# UCL Sales

UCL Sales is the sales data for all books from University College London. This telescope does not make up part of a greater workflow such as the ONIX Workflow. UCL's data is used directly by its own dashboard.

| Dataset Name               | ucl                  |
| -------------------------- | -------------------- |
| Table Name                 | ucl\_sales           |
| Table Type                 | Partitioned          |
| Average Runtime            | 5-10 min             |
| Average Download Size      | \~1 MB               |
| Harvest Type               | Google Sheet         |
| Run Schedule               | Monthly on the 4th   |
| Catch-up Missed Runs       | :white\_check\_mark: |
| Each Run Includes All Data | :x:                  |

## The Google Sheet

UCL Sales is UCL's private record of all of their book sales.
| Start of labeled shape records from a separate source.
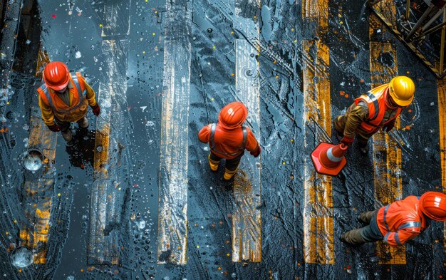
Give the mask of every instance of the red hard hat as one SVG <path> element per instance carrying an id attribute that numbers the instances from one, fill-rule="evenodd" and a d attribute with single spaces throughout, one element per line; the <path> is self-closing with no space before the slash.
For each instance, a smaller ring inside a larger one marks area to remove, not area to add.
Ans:
<path id="1" fill-rule="evenodd" d="M 232 102 L 224 106 L 218 116 L 220 125 L 227 129 L 242 125 L 248 116 L 248 109 L 241 102 Z"/>
<path id="2" fill-rule="evenodd" d="M 69 81 L 68 68 L 60 61 L 50 62 L 43 70 L 43 81 L 48 88 L 61 90 L 66 87 Z"/>
<path id="3" fill-rule="evenodd" d="M 418 202 L 418 206 L 426 216 L 435 221 L 446 221 L 446 195 L 426 192 Z"/>

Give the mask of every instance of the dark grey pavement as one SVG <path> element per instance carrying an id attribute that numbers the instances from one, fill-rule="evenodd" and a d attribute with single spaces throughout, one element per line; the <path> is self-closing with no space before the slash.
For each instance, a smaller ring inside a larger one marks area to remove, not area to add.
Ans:
<path id="1" fill-rule="evenodd" d="M 303 23 L 300 1 L 262 1 L 258 19 L 260 39 L 249 41 L 260 50 L 256 59 L 261 125 L 260 131 L 254 133 L 262 148 L 258 207 L 261 213 L 261 261 L 232 261 L 234 192 L 230 184 L 223 182 L 221 172 L 209 172 L 209 150 L 197 135 L 204 125 L 217 120 L 224 105 L 236 100 L 235 41 L 251 37 L 234 29 L 234 3 L 173 2 L 192 7 L 188 127 L 179 128 L 188 130 L 187 264 L 157 264 L 166 2 L 39 0 L 35 9 L 41 32 L 37 28 L 33 33 L 40 34 L 40 45 L 33 38 L 30 45 L 35 48 L 19 53 L 33 56 L 28 59 L 34 64 L 24 63 L 11 73 L 14 94 L 9 97 L 5 119 L 0 124 L 0 278 L 446 277 L 442 223 L 432 222 L 431 229 L 408 243 L 405 265 L 380 264 L 373 244 L 352 249 L 339 242 L 341 234 L 359 226 L 357 214 L 375 207 L 371 151 L 362 157 L 356 152 L 356 145 L 346 155 L 346 167 L 333 180 L 334 264 L 305 262 L 303 165 L 309 155 L 304 147 L 304 133 L 312 133 L 304 128 L 301 42 L 313 38 Z M 328 1 L 328 32 L 321 39 L 330 49 L 332 119 L 370 88 L 370 11 L 362 2 Z M 398 73 L 413 78 L 417 87 L 416 102 L 401 116 L 401 128 L 410 129 L 397 133 L 406 144 L 401 147 L 403 197 L 442 191 L 437 81 L 403 44 L 395 40 L 395 46 Z M 46 51 L 51 61 L 65 62 L 70 69 L 81 71 L 96 91 L 103 110 L 102 120 L 98 122 L 89 111 L 88 133 L 75 128 L 74 146 L 66 147 L 58 134 L 51 162 L 53 190 L 45 195 L 52 197 L 46 261 L 19 271 L 10 264 L 10 255 L 23 244 L 21 229 L 33 225 L 26 211 L 32 209 L 29 199 L 33 198 L 26 197 L 24 185 L 30 176 L 39 176 L 30 175 L 21 161 L 33 128 L 33 109 L 37 106 L 35 90 L 41 81 L 35 76 L 35 63 L 39 48 Z M 113 87 L 108 88 L 113 83 Z M 113 158 L 110 166 L 101 167 L 111 170 L 105 187 L 115 197 L 113 203 L 102 200 L 104 213 L 114 213 L 104 218 L 106 224 L 90 212 L 95 201 L 92 195 L 100 192 L 95 185 L 99 170 L 95 168 L 95 153 L 101 152 L 95 130 L 103 128 L 104 121 L 110 125 L 110 142 L 115 147 L 109 152 Z M 335 137 L 331 140 L 335 141 Z M 311 147 L 320 140 L 316 139 Z M 118 254 L 118 262 L 113 257 L 104 261 L 98 255 L 91 262 L 89 253 L 92 256 L 94 250 L 89 247 L 89 234 L 95 224 L 107 229 L 101 232 L 103 236 L 98 242 L 113 248 L 108 256 Z"/>

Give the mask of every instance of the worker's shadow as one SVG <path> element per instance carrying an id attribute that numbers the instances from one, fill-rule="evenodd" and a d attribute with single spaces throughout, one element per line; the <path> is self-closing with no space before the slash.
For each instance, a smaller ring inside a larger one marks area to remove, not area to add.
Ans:
<path id="1" fill-rule="evenodd" d="M 90 163 L 93 166 L 95 155 L 95 130 L 78 128 L 73 135 L 71 145 L 66 146 L 71 165 L 84 169 Z"/>

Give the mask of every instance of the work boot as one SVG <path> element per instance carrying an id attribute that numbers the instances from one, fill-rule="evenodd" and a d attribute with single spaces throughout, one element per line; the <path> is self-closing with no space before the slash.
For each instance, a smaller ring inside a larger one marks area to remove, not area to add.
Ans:
<path id="1" fill-rule="evenodd" d="M 81 120 L 78 120 L 78 124 L 81 128 L 87 128 L 88 127 L 88 120 L 85 117 L 83 117 Z"/>
<path id="2" fill-rule="evenodd" d="M 209 154 L 207 158 L 209 159 L 209 166 L 211 167 L 211 171 L 216 172 L 217 170 L 218 170 L 218 166 L 220 164 L 219 160 L 211 160 L 211 154 Z"/>
<path id="3" fill-rule="evenodd" d="M 73 133 L 71 133 L 71 129 L 68 129 L 66 131 L 61 131 L 62 137 L 65 139 L 65 141 L 68 143 L 73 140 Z"/>
<path id="4" fill-rule="evenodd" d="M 367 143 L 358 143 L 358 147 L 361 155 L 367 155 L 368 153 L 368 145 Z"/>
<path id="5" fill-rule="evenodd" d="M 347 232 L 340 237 L 341 241 L 352 246 L 359 246 L 365 243 L 365 240 L 361 235 L 362 229 L 352 229 L 350 232 Z"/>
<path id="6" fill-rule="evenodd" d="M 372 218 L 373 217 L 375 211 L 376 210 L 363 212 L 361 214 L 358 215 L 358 217 L 356 217 L 356 220 L 363 224 L 370 224 L 370 221 L 372 220 Z"/>
<path id="7" fill-rule="evenodd" d="M 237 172 L 237 170 L 239 167 L 236 168 L 235 170 L 228 170 L 227 168 L 224 168 L 224 174 L 223 175 L 223 179 L 227 181 L 229 181 L 235 175 L 235 173 Z"/>

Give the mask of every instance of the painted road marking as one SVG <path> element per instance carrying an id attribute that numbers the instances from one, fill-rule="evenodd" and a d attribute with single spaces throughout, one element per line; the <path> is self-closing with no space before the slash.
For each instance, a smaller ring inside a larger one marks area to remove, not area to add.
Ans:
<path id="1" fill-rule="evenodd" d="M 118 100 L 125 98 L 127 91 L 127 40 L 103 40 L 102 52 L 108 68 L 99 84 L 101 113 L 96 118 L 93 183 L 90 209 L 88 264 L 119 263 L 120 205 L 122 192 L 115 187 L 119 177 L 120 147 L 118 143 L 120 110 Z M 118 119 L 115 118 L 118 118 Z M 112 122 L 113 120 L 113 122 Z M 113 123 L 113 124 L 110 124 Z"/>
<path id="2" fill-rule="evenodd" d="M 440 157 L 441 185 L 446 190 L 446 78 L 437 80 L 438 123 L 440 133 Z M 446 249 L 446 222 L 444 223 L 445 249 Z"/>
<path id="3" fill-rule="evenodd" d="M 104 24 L 103 37 L 128 35 L 130 32 L 131 0 L 105 1 L 104 4 Z"/>
<path id="4" fill-rule="evenodd" d="M 249 113 L 247 123 L 260 136 L 259 50 L 250 42 L 259 37 L 260 1 L 236 0 L 234 28 L 249 40 L 235 41 L 235 92 Z M 261 261 L 260 157 L 244 157 L 234 178 L 235 212 L 232 215 L 232 261 Z"/>
<path id="5" fill-rule="evenodd" d="M 91 188 L 88 263 L 91 265 L 118 264 L 118 230 L 122 217 L 123 193 L 115 187 L 120 183 L 120 164 L 123 133 L 120 113 L 126 102 L 127 66 L 131 1 L 105 2 L 102 30 L 102 53 L 106 71 L 100 79 L 98 98 L 101 113 L 96 118 L 93 182 Z M 118 38 L 122 39 L 118 40 Z"/>
<path id="6" fill-rule="evenodd" d="M 308 0 L 302 3 L 304 21 L 310 30 L 308 36 L 319 36 L 328 28 L 328 1 Z M 307 36 L 308 37 L 308 36 Z M 313 123 L 331 135 L 329 50 L 318 40 L 302 42 L 304 130 Z M 304 133 L 308 150 L 318 139 Z M 304 254 L 307 264 L 334 264 L 333 234 L 332 178 L 318 174 L 310 157 L 304 158 Z"/>
<path id="7" fill-rule="evenodd" d="M 40 69 L 49 62 L 48 55 L 39 51 L 37 58 L 36 76 L 41 75 Z M 36 174 L 25 173 L 24 189 L 26 193 L 25 215 L 32 221 L 21 228 L 20 245 L 32 248 L 35 252 L 34 263 L 43 264 L 46 262 L 46 244 L 50 228 L 51 197 L 54 190 L 55 169 L 52 162 L 56 157 L 57 134 L 49 130 L 42 120 L 40 108 L 37 105 L 37 94 L 33 95 L 33 106 L 31 112 L 31 130 L 28 140 L 28 149 L 41 151 L 46 157 L 42 171 Z M 36 176 L 38 177 L 36 178 Z M 33 224 L 33 227 L 31 225 Z"/>
<path id="8" fill-rule="evenodd" d="M 186 264 L 192 1 L 166 3 L 159 177 L 159 264 Z"/>
<path id="9" fill-rule="evenodd" d="M 388 5 L 388 8 L 385 9 L 395 13 L 393 1 L 383 1 L 380 5 Z M 376 16 L 370 15 L 369 23 L 370 78 L 373 88 L 389 83 L 392 78 L 398 75 L 398 64 L 395 46 L 386 40 L 388 36 L 393 35 L 387 31 Z M 383 61 L 385 60 L 382 58 L 383 57 L 390 58 L 390 63 L 383 64 Z M 400 129 L 399 117 L 395 123 L 394 129 Z M 395 140 L 389 134 L 383 131 L 379 131 L 373 135 L 373 145 L 375 198 L 378 202 L 378 207 L 380 207 L 401 199 L 402 154 L 401 149 Z M 377 243 L 377 252 L 380 264 L 406 264 L 405 246 L 392 247 L 379 242 Z"/>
As such, there is no reason for an API to exist for it. UCL instead keeps the project up to date with their sales data by adding a new tab containing data to a Google Sheet each month. We pull the following fields from the file and append the sheet\_month and release\_date fields.

Unlike [ucl-discovery](https://the-academic-observatory.gitbook.io/bas/workflows-and-telescopes/data-telescopes/ucl-discovery "mention")data, UCL Sales data stores the ISBN13 instead of the eprint ID, which makes our job much easier.

### Access

Access to the Google Sheet can be granted using the sheet user interface (click on *Share* at the top right of the page). The telescope will access the Google Sheet via a service account, which will need to be given read access (*Viewer*) by supplying the service account's email address.

## Telescope kwargs

### Sheet ID (sheet\_id)

The ID of the Google Sheet. The ID can be found in its URI, which will have the form of `https://docs.google.com/spreadsheets/d/[SHEET_ID]`.

## Telescope Tasks

### Data Download

For the given release month, checks that the relevant sheet (i.e. the tab on the Google Sheet) exists. Downloads the data from the Google Sheet and writes it to a `.csv`file.  This file is uploaded to a Google Cloud Storage bucket

### Data Transform

Some data cleaning is necessary as the data in the Google Sheet is copy-pasted there manually. Some months have slightly different formats for headings or duplicated headings, empty rows etc. These are all corrected in the Data Transform stage, and the bad data is dropped. We then pull all of the relevant fields and upload this as a .jsonl file to cloud storage.

### BigQuery Load

The transformed data is loaded from the Google Cloud bucket into a partitioned BigQuery table. The table is in the *ucl* dataset (which will be created should it not exist yet). Since the data is partitioned on the release month, there will only be a single table named *ucl\_sales*.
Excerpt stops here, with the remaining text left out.